To validate the model, this sensitivity analysis was conducted through utilizing Monte Carlo simulations. The result reveals the variability in the average supplies distributed across regions and time intervals under uncertain input parameters such as supply needs, danger levels, positional priorities, and initial inventories. The histogram of results highlights a distribution centered near zero. This indicates that, on average, the optimization model balances supply and demand effectively. However, the spread of the results reflects the influence of random fluctuations in the parameters, suggesting that certain scenarios may lead to significant deviations in supplies allocated to regions.
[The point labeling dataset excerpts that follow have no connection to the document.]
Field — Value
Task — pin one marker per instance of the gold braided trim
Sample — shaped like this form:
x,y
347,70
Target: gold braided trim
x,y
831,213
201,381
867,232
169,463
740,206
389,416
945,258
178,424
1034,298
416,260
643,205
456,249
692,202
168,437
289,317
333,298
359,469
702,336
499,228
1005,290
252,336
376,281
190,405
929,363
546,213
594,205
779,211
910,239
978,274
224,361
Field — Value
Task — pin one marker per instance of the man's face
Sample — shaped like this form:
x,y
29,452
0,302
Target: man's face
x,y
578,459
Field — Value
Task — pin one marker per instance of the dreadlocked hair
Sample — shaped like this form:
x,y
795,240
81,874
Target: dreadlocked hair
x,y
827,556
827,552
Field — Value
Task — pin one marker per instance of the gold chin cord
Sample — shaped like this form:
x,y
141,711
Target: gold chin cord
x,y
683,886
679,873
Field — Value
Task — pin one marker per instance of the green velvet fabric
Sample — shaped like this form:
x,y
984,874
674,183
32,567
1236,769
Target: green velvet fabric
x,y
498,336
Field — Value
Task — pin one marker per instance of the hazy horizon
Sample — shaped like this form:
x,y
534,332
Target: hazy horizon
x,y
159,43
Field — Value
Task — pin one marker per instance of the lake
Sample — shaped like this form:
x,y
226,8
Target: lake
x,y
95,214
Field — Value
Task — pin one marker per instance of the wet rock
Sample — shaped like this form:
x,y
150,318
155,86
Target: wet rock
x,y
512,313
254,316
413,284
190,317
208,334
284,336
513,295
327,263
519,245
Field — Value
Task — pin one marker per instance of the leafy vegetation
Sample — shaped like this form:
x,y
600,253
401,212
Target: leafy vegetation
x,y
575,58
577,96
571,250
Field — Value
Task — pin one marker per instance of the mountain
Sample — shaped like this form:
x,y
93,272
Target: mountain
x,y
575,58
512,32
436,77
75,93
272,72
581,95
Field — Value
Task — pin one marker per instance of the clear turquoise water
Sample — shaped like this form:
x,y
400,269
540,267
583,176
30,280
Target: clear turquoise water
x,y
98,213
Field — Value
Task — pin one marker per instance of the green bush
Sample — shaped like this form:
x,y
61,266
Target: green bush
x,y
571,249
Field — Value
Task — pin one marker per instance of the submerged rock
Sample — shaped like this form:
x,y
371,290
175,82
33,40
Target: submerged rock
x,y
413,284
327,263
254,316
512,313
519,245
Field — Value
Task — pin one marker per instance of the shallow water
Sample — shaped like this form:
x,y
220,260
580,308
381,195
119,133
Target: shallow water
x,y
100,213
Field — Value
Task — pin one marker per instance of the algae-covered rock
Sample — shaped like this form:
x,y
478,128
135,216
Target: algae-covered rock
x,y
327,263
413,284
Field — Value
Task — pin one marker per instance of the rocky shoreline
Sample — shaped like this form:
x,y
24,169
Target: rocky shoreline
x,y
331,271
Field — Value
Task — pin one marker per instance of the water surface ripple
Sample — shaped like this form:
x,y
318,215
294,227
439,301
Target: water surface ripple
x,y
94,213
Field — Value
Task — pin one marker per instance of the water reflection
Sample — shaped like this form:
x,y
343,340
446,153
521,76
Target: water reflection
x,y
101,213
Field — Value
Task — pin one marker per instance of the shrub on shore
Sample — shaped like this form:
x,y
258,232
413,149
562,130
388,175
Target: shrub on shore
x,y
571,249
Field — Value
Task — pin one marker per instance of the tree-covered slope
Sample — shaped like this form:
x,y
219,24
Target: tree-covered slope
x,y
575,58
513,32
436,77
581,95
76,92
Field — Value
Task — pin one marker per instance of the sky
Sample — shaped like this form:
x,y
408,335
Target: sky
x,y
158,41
This variability underscores the significance of robust planning in disaster response scenarios, where uncertainties in demand, resource availability, and prioritization can significantly impact the overall system performance.
Discussion#
Through this example, we were able to go beyond the reference material, by creating a new and unique application of the optimization problem. By applying this to a real life situation, we were able to create a simplified model to represent a real life situation that could be expanded to create real social good.
For example, government planning can be used to understand based on existing data, what regions to distribute to which can expediate the process.